The then Sangh chalak, Madhav Sadashiv Golwalkar, pleaded not guilty. Nor did his telegrams to Nehru and Patel, expressing shock over the murder, make any difference. The Sangh had to specify in its constitution that it had “no politics” in mind and would remain “devoted purely to cultural work.”

Yet the ranting by Mohan Bhagwat, the RSS chief that it would directly participate in politics is the violation of the promise given to Patel. However, this is one case which the Election Commission would have to ponder over. How can a cultural organization jump into the political arena? Even if the RSS changes its constitution, how justified is it when it gave an undertaking to the central government to have the ban lifted?

Take the statement of Mahmood Madani, chief of Jammiat Ulema-i-Hind. He asked the so-called secular parties not to invoke the bogey of Narendra Modi to create fear among Muslim voters.
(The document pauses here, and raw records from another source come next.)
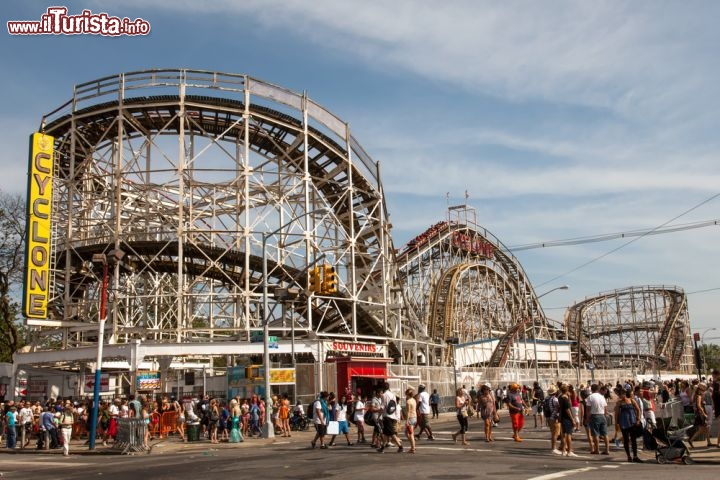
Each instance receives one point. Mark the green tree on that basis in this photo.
(710, 353)
(12, 255)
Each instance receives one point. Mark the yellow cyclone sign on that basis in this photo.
(37, 251)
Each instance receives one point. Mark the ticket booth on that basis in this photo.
(360, 374)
He said that the parties should instead seek votes “on the basis of promises fulfilled during their tenure and the promises they would make through election manifestoes.”
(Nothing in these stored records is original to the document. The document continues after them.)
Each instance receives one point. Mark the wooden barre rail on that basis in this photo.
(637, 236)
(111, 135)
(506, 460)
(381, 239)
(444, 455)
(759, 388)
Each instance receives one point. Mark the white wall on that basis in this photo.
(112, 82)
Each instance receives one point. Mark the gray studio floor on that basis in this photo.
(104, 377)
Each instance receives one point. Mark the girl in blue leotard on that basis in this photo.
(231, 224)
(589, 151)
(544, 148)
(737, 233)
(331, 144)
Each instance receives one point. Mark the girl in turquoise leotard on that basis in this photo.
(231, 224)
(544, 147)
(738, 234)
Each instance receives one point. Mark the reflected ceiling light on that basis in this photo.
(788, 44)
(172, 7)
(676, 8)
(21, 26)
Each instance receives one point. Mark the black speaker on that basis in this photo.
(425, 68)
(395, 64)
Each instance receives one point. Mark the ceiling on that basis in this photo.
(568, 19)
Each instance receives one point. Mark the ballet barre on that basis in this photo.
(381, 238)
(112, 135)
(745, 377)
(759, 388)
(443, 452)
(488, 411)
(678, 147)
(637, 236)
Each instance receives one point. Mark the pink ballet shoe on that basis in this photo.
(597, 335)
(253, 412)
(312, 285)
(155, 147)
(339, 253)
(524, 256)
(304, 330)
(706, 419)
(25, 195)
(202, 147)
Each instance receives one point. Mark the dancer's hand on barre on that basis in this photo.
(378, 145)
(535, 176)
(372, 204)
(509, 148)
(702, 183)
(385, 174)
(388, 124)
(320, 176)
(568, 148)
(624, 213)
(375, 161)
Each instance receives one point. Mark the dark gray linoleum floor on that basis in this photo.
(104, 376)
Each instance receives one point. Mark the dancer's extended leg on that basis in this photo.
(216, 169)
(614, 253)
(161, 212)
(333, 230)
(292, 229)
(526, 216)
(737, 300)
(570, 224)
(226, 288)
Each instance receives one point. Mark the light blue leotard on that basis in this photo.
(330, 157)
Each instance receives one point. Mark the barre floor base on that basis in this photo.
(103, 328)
I have no exception to the statement Madani made except his invoking the phrase of “Muslim vote.” There is no Hindu or Muslim vote, but only the Indian vote. What holds good for one community holds good for the other community. To single out the Muslims is exactly what the RSS does for Hindus. And I have not been able to comprehend Madani’s love for Modi. He should have said in the same statement that his remark should not be misunderstood and that he was opposed to Modi’s parochial politics. In fact, he let the Congress and Samajwadi Party too off the hook.

The Congress got the opening and said: “We do not make strategy keeping in mind any individual. Our strategies are with regard to the policies and programmes of the party.” However, this self-virtuousness does not convince anyone. It is a fact that the Congress has decided to attack Modi alone. And this can be seen in the manner in which the union ministers are taking turns to criticize Modi.
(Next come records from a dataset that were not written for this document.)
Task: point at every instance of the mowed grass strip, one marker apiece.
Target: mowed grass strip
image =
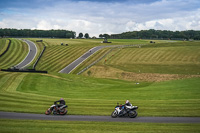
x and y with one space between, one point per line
34 93
91 127
3 45
172 59
91 59
16 53
56 58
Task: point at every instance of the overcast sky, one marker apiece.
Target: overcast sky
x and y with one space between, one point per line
100 16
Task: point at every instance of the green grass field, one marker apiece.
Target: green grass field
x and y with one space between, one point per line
30 126
163 58
97 91
15 54
3 45
87 96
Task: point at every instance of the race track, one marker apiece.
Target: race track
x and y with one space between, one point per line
30 56
86 55
27 116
It is unfortunate that the Congress has not raised any substantial issue like development and has played into the hands of Modi who has converted the 2014 polls into a presidential form of election. He, instead, is talking about development and covering up his Hindutva ideology.

The Achilles’ heel of the Congress is non-governance as well as the incumbency factor. I wish there had been early elections so that the new government would have planned something for the country for a long tenure. But the six months between now and the elections will be without any serious work. Ministers will be only crossing the T’s and dotting the I’s. Consequently, the economy is going haywire. If the ventures in the private sector can register a phenomenal growth, why not then the public sector undertakings?

Yet the worst is what the Vishwa Hindu Parishad and the BJP are doing at Ayodhya. They were responsible for the demolition of Babri Masjid and the killing of hundreds of Muslims. They are trying to create a similar atmosphere by wanting to stage a rally which the state government has rightly banned. I wish the two parties were to show the same verve in getting justice for the Dalits, who are Hindus but undergoing all indignities and humiliations. They are not getting their due even in law courts.

The recent case is that a Bihar village, Laxmanpur, where the members of Bhoomihars (the landlords) killed 58 Dalits, including 27 women and 10 children. An upper caste judge has released all the 16 accused on the plea that there was no evidence. It is a travesty of justice. The lower court had sentenced the accused to life imprisonment.

If the High Court judge did not find any evidence he could have constituted a special investigation team (SIT) to work under its supervision to hold a fresh probe. The result of his judgment is that the Dalits have migrated from the village where they and their forefathers lived for years. What has happened at Laxmanpur is the fate of Dalits all over the country. The equality before law, enshrined in the constitution, is a farce.

Attention is now focused on the Supreme Court where an appeal has been filed against the High Court judgment. The Supreme Court would do well if it were also to look into the functioning of the Bihar High Court which is dominated by the upper caste.

Kuldip Nayar is a veteran Indian journalist, human rights activist and a noted author.